Philip Fearnside: O cenário é ruim, dada a urgência de parar o desmatamento. No entanto, não se deve adotar uma visão fatalista sobre isto. 

Quais os principais pontos-chave que precisamos focar neste momento para conseguirmos ter êxito nessa batalha em prol de um futuro habitável? 

Philip Fearnside: A urgência de grandes mudanças a curto prazo é evidente. A avaliação global lançada pela Convenção de Clima (COP28), no final do ano passado, mostrou que as emissões globais de gases de efeito estufa precisam diminuir em 43% até 2030 para evitar que passemos do limite de 1,5 graus acima da média pré-industrial, o que corresponde a pontos de inflexão no sistema climática global e também na manutenção da floresta amazônica.

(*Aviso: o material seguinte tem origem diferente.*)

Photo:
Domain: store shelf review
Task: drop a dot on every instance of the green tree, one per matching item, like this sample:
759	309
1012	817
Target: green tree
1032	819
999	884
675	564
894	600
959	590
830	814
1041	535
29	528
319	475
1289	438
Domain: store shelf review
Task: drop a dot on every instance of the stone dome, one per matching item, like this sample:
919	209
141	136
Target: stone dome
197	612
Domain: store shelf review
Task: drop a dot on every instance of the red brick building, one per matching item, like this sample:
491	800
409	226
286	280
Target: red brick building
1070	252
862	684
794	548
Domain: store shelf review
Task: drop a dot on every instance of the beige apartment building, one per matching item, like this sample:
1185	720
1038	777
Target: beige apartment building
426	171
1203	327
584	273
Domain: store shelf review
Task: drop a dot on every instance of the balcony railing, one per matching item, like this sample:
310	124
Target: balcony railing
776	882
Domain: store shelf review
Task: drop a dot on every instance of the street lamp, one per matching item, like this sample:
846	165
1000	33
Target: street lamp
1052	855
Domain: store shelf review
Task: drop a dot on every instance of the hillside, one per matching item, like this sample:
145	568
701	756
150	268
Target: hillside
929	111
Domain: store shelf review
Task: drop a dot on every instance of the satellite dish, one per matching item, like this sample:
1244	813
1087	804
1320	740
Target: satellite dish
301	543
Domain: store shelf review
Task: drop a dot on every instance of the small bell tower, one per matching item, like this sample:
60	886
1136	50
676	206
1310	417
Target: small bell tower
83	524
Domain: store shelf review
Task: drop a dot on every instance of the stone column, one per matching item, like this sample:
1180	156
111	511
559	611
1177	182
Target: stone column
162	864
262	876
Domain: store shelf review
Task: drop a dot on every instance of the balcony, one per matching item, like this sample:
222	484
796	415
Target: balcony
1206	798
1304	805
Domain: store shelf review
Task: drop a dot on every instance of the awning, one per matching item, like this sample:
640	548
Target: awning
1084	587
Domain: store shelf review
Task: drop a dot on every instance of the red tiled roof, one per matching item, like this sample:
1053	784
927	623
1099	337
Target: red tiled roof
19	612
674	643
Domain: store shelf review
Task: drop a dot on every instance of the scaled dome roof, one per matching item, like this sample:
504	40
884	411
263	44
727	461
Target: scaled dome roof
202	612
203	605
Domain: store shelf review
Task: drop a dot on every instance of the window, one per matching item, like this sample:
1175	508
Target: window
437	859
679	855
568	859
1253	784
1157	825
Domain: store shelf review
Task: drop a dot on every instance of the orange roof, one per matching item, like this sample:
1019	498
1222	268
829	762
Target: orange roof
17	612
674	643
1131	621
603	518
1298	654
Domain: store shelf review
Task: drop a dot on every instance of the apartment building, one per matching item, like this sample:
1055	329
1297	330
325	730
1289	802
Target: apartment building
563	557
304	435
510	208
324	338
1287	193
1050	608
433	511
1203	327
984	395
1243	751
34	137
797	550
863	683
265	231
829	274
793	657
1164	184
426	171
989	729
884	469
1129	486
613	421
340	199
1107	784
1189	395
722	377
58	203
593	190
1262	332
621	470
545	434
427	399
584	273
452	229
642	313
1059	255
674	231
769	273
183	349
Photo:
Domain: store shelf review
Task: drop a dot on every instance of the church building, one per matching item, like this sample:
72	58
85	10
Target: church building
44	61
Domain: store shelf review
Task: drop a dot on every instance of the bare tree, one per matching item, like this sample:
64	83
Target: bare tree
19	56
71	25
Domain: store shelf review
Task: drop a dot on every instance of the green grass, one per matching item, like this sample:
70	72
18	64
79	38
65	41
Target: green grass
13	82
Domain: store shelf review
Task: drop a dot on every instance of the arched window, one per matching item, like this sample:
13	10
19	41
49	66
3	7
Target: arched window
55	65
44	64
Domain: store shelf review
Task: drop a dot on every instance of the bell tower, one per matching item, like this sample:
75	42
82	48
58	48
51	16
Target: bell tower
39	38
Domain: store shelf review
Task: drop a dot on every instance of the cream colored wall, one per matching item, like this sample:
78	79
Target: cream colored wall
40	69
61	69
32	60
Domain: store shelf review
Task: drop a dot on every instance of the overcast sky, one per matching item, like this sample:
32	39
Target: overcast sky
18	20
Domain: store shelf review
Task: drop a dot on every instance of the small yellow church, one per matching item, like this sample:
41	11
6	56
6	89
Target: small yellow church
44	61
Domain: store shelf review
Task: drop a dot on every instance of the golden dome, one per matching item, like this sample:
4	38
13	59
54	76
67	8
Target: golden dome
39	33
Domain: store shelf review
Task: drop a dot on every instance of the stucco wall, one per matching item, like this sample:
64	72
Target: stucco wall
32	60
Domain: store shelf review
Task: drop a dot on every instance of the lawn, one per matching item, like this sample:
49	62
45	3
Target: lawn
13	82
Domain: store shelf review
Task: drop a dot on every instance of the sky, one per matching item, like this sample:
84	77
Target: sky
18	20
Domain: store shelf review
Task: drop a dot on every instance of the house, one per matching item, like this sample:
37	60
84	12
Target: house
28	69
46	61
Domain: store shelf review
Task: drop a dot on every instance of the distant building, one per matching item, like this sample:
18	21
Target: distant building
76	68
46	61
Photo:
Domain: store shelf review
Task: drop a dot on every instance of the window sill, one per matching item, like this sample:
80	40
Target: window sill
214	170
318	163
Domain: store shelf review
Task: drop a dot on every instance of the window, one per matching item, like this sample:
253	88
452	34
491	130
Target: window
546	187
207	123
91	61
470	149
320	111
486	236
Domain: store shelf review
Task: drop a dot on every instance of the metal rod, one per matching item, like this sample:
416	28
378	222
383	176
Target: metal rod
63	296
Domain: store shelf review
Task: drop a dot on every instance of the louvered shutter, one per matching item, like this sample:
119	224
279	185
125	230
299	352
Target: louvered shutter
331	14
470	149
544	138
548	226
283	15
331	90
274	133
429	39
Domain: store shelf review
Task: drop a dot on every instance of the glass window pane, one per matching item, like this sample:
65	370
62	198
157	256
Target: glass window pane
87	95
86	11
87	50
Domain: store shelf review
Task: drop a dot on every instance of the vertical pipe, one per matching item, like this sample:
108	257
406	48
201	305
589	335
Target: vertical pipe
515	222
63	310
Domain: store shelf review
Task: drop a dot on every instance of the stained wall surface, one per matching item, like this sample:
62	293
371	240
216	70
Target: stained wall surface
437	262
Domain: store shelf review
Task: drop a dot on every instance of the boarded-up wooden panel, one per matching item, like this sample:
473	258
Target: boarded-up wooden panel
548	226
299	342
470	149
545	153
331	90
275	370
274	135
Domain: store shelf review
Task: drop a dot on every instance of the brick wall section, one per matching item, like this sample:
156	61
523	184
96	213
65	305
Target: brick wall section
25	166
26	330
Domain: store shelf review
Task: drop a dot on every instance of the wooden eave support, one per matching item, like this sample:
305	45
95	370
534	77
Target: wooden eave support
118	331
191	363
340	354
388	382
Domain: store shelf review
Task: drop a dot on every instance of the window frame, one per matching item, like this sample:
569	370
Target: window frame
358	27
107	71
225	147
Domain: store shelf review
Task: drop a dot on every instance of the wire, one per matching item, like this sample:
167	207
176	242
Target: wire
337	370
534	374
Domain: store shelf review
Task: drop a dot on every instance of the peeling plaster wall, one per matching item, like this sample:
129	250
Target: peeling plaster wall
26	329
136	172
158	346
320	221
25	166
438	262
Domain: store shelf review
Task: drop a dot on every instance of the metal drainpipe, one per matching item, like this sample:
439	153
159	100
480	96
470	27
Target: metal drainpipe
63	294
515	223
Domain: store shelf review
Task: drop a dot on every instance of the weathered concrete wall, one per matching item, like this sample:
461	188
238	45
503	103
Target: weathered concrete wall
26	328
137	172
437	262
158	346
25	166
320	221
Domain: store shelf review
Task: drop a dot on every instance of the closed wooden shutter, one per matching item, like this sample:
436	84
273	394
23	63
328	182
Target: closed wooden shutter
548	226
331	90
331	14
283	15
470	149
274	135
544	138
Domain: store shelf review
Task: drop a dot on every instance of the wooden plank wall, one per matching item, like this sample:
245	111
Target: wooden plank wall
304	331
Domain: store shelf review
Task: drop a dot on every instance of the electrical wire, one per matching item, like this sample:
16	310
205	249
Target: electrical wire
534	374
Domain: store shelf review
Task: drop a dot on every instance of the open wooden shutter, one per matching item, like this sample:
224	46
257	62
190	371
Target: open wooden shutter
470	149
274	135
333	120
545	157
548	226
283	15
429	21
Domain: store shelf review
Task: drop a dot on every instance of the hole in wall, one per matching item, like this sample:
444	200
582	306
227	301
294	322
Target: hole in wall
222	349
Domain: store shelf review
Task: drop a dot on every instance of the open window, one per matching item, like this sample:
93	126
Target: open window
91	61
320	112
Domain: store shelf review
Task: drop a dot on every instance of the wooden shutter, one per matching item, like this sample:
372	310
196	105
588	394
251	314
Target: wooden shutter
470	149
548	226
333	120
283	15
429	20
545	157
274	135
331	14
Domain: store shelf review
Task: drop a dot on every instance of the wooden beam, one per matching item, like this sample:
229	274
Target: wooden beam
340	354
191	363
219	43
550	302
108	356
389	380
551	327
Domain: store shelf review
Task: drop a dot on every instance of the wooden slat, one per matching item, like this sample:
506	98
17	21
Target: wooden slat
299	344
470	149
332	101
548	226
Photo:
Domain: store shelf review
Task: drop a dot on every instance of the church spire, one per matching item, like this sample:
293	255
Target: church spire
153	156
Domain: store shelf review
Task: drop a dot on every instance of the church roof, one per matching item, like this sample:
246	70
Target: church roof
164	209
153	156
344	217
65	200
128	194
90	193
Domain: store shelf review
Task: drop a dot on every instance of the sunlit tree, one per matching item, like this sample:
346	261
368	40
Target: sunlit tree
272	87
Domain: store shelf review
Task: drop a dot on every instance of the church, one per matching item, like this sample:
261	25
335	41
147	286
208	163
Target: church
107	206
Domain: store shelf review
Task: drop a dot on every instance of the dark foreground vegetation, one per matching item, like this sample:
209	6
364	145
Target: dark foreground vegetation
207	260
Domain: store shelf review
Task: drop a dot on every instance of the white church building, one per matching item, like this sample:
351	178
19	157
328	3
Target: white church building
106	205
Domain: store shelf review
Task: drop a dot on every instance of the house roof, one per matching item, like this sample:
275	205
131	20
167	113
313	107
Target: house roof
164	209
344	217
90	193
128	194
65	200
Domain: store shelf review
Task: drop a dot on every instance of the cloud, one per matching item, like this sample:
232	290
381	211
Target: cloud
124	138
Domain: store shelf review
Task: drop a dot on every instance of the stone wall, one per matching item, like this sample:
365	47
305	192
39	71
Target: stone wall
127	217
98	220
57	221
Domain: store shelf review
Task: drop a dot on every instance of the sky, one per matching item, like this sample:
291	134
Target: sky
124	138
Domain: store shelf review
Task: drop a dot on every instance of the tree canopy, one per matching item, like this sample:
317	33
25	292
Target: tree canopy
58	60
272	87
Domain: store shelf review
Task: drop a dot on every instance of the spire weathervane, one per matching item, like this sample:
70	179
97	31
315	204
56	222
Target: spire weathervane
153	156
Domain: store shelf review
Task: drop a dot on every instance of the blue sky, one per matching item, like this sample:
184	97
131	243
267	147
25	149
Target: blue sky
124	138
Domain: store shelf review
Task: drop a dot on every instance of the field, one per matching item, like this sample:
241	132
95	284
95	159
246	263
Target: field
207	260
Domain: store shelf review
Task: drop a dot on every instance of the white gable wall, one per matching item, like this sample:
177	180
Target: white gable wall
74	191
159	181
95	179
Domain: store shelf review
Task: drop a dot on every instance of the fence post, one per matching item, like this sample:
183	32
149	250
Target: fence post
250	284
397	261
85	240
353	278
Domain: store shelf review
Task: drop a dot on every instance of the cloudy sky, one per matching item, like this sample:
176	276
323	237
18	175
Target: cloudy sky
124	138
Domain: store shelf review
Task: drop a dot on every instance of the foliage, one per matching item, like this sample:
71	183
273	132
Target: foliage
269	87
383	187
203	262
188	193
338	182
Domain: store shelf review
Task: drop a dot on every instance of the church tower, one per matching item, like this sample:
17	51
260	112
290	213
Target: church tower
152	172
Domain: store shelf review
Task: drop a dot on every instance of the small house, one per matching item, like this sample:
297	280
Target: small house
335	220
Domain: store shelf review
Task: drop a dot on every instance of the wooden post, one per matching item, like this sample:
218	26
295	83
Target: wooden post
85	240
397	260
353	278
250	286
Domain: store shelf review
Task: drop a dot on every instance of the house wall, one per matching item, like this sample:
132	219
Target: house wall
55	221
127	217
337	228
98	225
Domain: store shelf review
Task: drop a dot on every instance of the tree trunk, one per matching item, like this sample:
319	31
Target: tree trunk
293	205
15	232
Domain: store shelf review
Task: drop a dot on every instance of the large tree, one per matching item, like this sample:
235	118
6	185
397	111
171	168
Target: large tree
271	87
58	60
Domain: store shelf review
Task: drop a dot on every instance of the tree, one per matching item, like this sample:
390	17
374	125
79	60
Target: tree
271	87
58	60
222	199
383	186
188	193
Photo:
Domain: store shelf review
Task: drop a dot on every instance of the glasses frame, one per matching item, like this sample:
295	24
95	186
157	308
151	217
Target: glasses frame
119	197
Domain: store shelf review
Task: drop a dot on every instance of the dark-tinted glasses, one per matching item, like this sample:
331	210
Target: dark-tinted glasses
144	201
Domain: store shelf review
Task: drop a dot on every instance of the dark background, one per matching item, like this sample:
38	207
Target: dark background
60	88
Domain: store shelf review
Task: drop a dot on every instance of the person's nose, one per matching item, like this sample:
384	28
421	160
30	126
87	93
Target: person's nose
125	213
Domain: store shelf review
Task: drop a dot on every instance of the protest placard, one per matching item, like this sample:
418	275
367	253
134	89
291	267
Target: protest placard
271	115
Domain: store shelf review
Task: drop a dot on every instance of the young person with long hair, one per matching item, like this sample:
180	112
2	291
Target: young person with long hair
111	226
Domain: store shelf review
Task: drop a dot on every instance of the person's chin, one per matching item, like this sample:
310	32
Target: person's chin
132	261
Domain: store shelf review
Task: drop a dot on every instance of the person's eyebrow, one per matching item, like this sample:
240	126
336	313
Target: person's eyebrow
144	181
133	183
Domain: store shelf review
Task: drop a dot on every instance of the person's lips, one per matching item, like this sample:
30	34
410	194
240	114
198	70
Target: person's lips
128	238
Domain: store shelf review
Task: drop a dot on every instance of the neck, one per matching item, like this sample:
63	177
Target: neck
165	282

Isso significa que precisamos largar os combustíveis fósseis e parar o desmatamento agora!

Temos caminhado nessa direção?

Philip Fearnside: Com exceção do Ministério do Meio Ambiente e das Mudanças Climáticas, praticamente todo o resto do governo brasileiro está agindo do outro lado, aumentando as emissões.  O Ministro de Minas e Energia até falou que o Brasil deve explorar petróleo, inclusive na Foz do Amazonas, até que o País se torne rico. E o próprio presidente se referiu ao projeto da Foz Amazonas, afirmando que não devemos jogar fora qualquer oportunidade para fazer o País crescer. Sendo que esse “crescer e ficar mais rico”, significaria a intenção de explorar para sempre. 

O Ministério da Agricultura subsidia pastagem e soja na Amazônia. O Ministério dos Transportes quer reconstruir a rodovia BR-319 (Manaus-Porto Velho), que, junto com as estradas laterais planejadas e as estradas ligadas a ela já existentes, expõe aproximadamente a metade do que sobra da floresta amazônica brasileira à entrada de desmatadores. E o Instituto Nacional de Colonização e Reforma Agrária (INCRA) continua querendo legalizar as reivindicações de terras em terras públicas.  Tudo isto leva à perda da floresta amazônica e as suas funções, incluindo o suprimento de água pelos “rios voadores” que mantém a cidade de São Paulo.

Mas, no seu ponto de vista, ainda há saída? É possível estabelecer um diálogo sobre esses temas complexos?   

Philip Fearnside: As pessoas não devem se deixar ficar paralisadas diante da grave situação. Uma posição de fatalismo sobre a destruição da floresta se torna uma profecia que se auto realiza.